Irgendwann hat Peter dann festgestellt, dass es Menschen gibt, die Leute wie ihn suchen. Einigen schenkte er den Tod. Anderen verkaufte er ihn. Für 200 Euro.
Wenn Peter spricht, dann hört er sich an wie jemand, der nicht weiß, was dort in seinem Blut geschieht. Dass die Viren Zellen befallen und sie so umwandeln, dass sie neue Viren produzieren. Dass sein Immunsystem ohne Behandlung etwa zehn Jahre klarkommt und dass ihm mit einer Therapie dann vielleicht noch einmal weitere zehn bleiben. Dass sich ständig neue, resistente Unterstämme im Körper bilden und dass er immer wieder andere Medikamente brauchen wird, die wiederum Depressionen oder starke Lähmungen auslösen können.
Bald wird man sehen, dass er krank ist. Weil seine Beine immer dünner werden und seine Wangen vielleicht einfallen. Weil er einen Stiernacken bekommt, jene Fetteinlagerung, die durch die Krankheit entsteht. Vielleicht will er nicht wissen, wie dann der Tod kommt. Er kann dann an einem harmlosen Magen-Darm-Erreger sterben oder an einer Lungenentzündung, die sein Immunsystem nicht mehr bewältigt. Er kann auch an einem Tumor zugrunde gehen. Oder verhungern. Manche Aidspatienten können die Nährstoffe nicht mehr verwerten und die Nahrung nicht mehr bei sich behalten.

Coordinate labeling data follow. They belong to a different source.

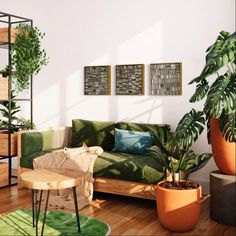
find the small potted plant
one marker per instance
(178, 201)
(28, 57)
(4, 84)
(220, 104)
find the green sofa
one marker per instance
(110, 166)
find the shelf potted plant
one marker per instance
(6, 112)
(178, 201)
(4, 35)
(220, 104)
(27, 57)
(4, 84)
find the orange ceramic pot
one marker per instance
(178, 210)
(224, 152)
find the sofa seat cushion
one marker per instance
(129, 167)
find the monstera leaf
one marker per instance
(221, 97)
(192, 162)
(218, 55)
(228, 127)
(189, 128)
(201, 91)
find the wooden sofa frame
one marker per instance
(106, 185)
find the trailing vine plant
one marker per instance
(27, 56)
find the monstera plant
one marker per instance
(220, 96)
(175, 153)
(220, 104)
(178, 201)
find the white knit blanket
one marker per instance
(80, 159)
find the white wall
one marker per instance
(89, 32)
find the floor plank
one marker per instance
(126, 216)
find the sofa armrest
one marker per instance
(61, 137)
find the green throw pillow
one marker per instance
(31, 142)
(93, 133)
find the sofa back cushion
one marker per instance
(157, 130)
(93, 133)
(36, 141)
(130, 141)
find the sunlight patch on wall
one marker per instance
(148, 45)
(47, 106)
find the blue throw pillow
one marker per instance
(132, 141)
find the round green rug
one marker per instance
(57, 223)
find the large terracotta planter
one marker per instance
(178, 210)
(224, 152)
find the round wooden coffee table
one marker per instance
(50, 179)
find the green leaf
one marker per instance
(221, 96)
(228, 126)
(189, 128)
(217, 54)
(195, 162)
(200, 92)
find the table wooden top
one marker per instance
(45, 179)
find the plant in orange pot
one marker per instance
(178, 201)
(220, 105)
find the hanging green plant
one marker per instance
(27, 56)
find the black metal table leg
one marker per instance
(33, 206)
(76, 208)
(36, 209)
(40, 200)
(45, 212)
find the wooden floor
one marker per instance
(126, 216)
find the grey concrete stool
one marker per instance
(223, 198)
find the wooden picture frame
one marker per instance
(97, 80)
(166, 78)
(130, 79)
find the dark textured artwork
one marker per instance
(166, 78)
(130, 79)
(97, 80)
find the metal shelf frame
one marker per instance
(12, 20)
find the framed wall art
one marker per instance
(166, 78)
(97, 80)
(130, 79)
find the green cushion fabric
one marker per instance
(157, 130)
(93, 133)
(47, 140)
(31, 143)
(129, 167)
(27, 161)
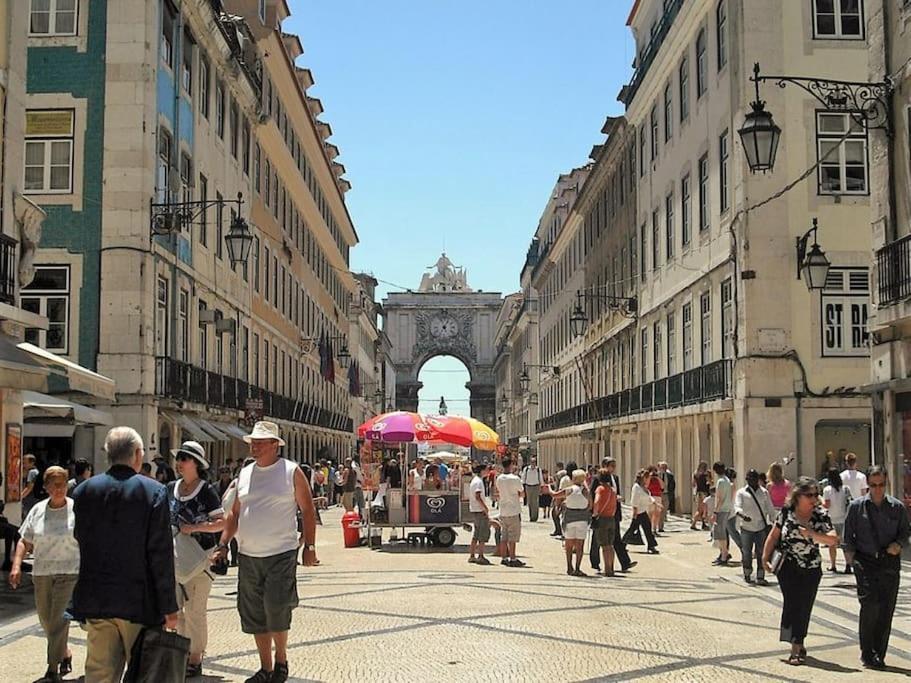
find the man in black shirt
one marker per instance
(619, 546)
(876, 529)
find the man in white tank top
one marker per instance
(270, 491)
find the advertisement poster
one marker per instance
(13, 462)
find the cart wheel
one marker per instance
(443, 536)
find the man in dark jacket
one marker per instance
(126, 568)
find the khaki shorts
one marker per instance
(511, 529)
(481, 523)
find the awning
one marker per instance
(80, 378)
(38, 406)
(215, 432)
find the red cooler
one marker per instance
(351, 528)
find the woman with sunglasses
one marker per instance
(196, 510)
(801, 526)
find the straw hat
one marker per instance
(265, 430)
(195, 451)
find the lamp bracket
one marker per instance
(866, 103)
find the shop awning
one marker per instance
(80, 378)
(214, 431)
(38, 406)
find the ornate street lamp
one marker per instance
(813, 266)
(866, 103)
(760, 134)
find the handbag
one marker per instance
(158, 656)
(190, 559)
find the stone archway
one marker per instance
(444, 318)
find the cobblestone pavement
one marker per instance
(407, 614)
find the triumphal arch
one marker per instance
(444, 317)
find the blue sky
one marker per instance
(454, 119)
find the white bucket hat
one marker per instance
(195, 451)
(265, 430)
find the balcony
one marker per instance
(893, 271)
(699, 385)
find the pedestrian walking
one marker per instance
(669, 493)
(531, 481)
(196, 512)
(126, 570)
(753, 509)
(642, 501)
(798, 530)
(270, 493)
(778, 487)
(480, 515)
(510, 493)
(855, 480)
(47, 532)
(836, 497)
(876, 530)
(604, 519)
(577, 517)
(701, 483)
(724, 508)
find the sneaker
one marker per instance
(280, 675)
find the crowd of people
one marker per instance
(171, 531)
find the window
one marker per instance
(183, 325)
(643, 357)
(845, 305)
(841, 145)
(167, 37)
(49, 151)
(701, 65)
(205, 72)
(721, 33)
(656, 239)
(49, 295)
(704, 192)
(203, 337)
(219, 225)
(653, 118)
(687, 337)
(204, 214)
(705, 308)
(671, 327)
(642, 135)
(220, 109)
(723, 154)
(838, 18)
(161, 318)
(656, 350)
(686, 210)
(53, 18)
(727, 319)
(684, 79)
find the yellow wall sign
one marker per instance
(46, 123)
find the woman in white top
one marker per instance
(48, 532)
(576, 519)
(836, 497)
(642, 501)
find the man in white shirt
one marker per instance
(531, 481)
(480, 516)
(510, 492)
(753, 507)
(854, 480)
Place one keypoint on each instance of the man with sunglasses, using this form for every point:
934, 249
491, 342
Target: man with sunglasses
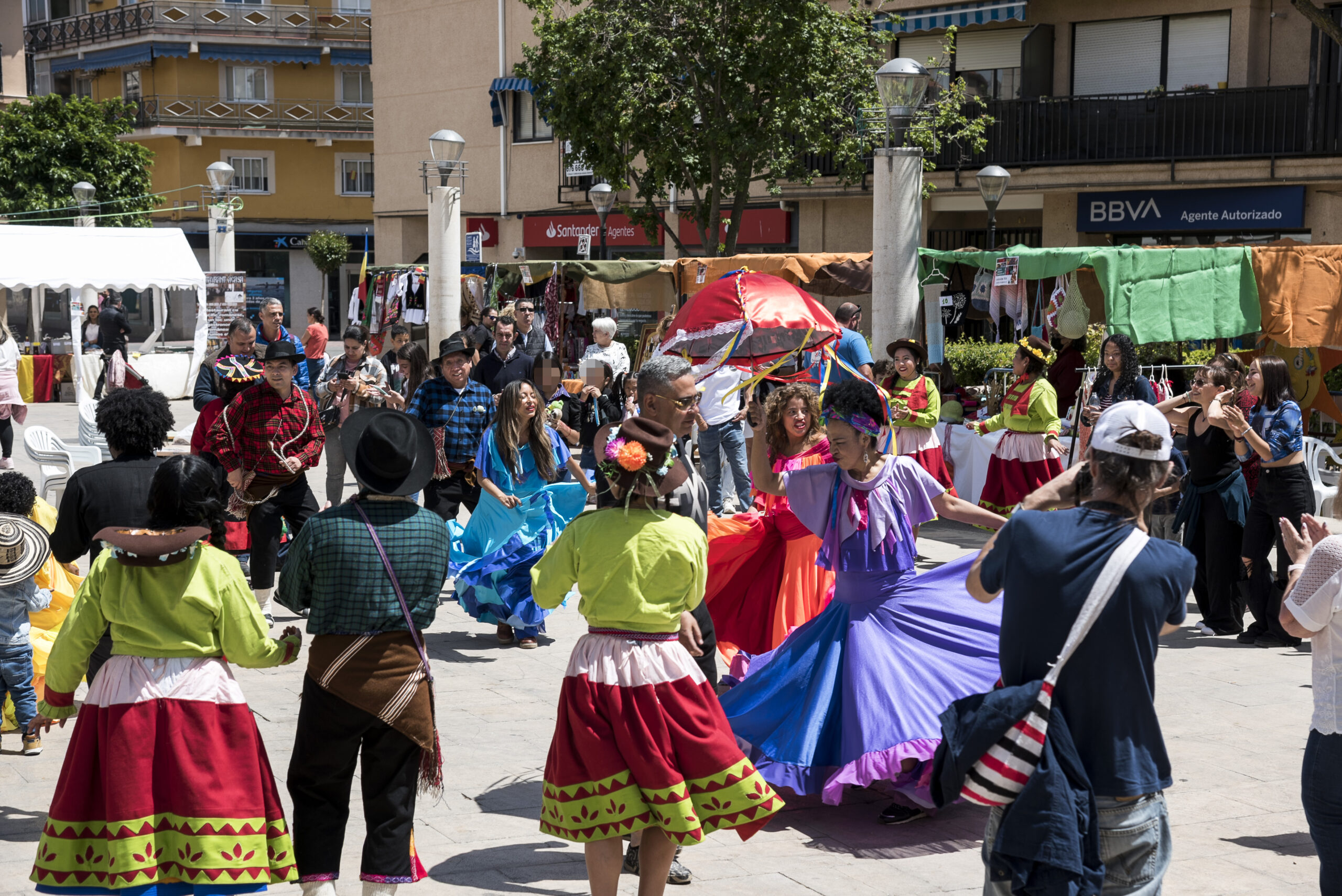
531, 340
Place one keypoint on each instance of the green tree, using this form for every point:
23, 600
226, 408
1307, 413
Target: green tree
712, 97
51, 144
329, 251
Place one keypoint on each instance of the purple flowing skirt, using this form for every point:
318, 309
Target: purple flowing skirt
858, 690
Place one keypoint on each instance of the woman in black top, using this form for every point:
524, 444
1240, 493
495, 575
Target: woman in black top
1215, 506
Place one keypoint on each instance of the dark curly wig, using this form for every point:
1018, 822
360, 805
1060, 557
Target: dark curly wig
856, 396
17, 494
186, 493
135, 422
1127, 387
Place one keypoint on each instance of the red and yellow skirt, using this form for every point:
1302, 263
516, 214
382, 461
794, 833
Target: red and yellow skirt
923, 445
1020, 465
641, 742
166, 782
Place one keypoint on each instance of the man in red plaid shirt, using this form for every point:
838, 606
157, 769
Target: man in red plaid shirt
266, 438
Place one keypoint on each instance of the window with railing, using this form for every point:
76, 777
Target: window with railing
356, 88
359, 177
528, 125
250, 175
246, 82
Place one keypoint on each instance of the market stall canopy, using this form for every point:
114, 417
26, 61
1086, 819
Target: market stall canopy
118, 258
838, 274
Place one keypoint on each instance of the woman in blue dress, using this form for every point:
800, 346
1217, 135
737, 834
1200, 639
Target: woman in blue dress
854, 695
524, 508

Peter sagt, dass er viele kennt, die positiv sind, aber niemanden, der bislang daran gestorben ist. Vielleicht ist das am gefährlichsten an dieser Krankheit: Dass sie für viele so aussieht, als sei sie besiegt.
Als Anfang der 80er-Jahre die ersten Menschen an der Seuche starben, betraf es vor allem homosexuelle Männer. Als dann auch die ersten Heterosexuellen erkrankten, kam es zu hysterischen Reaktionen. Die Liste der diskutierten Ursachen reichte über medizinische Experimente der CIA hin bis zur "Strafe Gottes". 1983 gab es das erste Bild des Virus. "In den USA starb eine ganze Generation an Schwulen weg", sagt Kai-Uwe Merkenich von der Berliner Aidsstiftung. "Deshalb spielt pozzen dort eine größere Rolle." Dort spricht man auch vom "bug chaser" und "gift giver", zu Deutsch: Virussucher und Geschenkgeber. "Die jungen Homosexuellen identifizieren sich dort sehr stark mit den vielen Toten der alten Generation. Viele empfinden so eine Art Überlebensschuld, man kennt das von anderen Katastrophen", sagt Merkenich. "Die Krankheit ist in den USA stark stigmatisiert. Bis vor kurzem durfte man als HIV-Infizierter nicht einmal in das Land einreisen. So entstand ein Gefühl: Wir, die Schwulen - und ihr anderen. Und zum "Wir" gehört für manche auch HIV."
Ist Aids noch gefährlich?
Mike, der sich anstecken ließ, sagt, dass er es nicht bereut. Auf einer Gefährlichkeitsskala von eins bis zehn stufe er die Krankheit bei fünf ein. Seine Eltern, beide um die fünfzig, die werde er sicher überleben, sein Vater, der sei ja immerhin Kettenraucher. Und er, er ernähre sich ja gesund. Mike nimmt keine Medikamente, sein Immunsystem ist noch stabil.
Peter, der so viele angesteckt hat, sagt, dass er sich das auch mal alles anders vorgestellt hat. Früher, da wollte er mal ein Buch schreiben, was über Menschen, denn "eigentlich mag ich Menschen". Inzwischen hat er neun Menschen mit Hilfe des Internets getroffen. Jetzt sagt er, dass er die ganze Welt anstecken könne, wenn er wolle. Er drückt es drastischer aus. Vernichtender.
Jetzt will er nur weg, er läuft immer schneller. Ist dieses Interview endlich vorbei?
Gleich. Nur ein paar Fragen noch. Ob er weiß, dass das, was er tut, strafbar ist, Körperverletzung auf Verlangen? Ob er weiß, dass die meisten es irgendwann bereuen, krank zu sein? Ob er weiß, dass ihm selbst auch nicht mehr ewig Zeit bleibt?
Er schreit: "Du denkst jetzt, du lebst ewig, aber du lebst nicht ewig, du wirst genauso abkratzen wie ich auch, nur dass ich es jetzt schon weiß." Denn dreht er sich um und rennt weg, ganz so, als ginge es um sein Leben.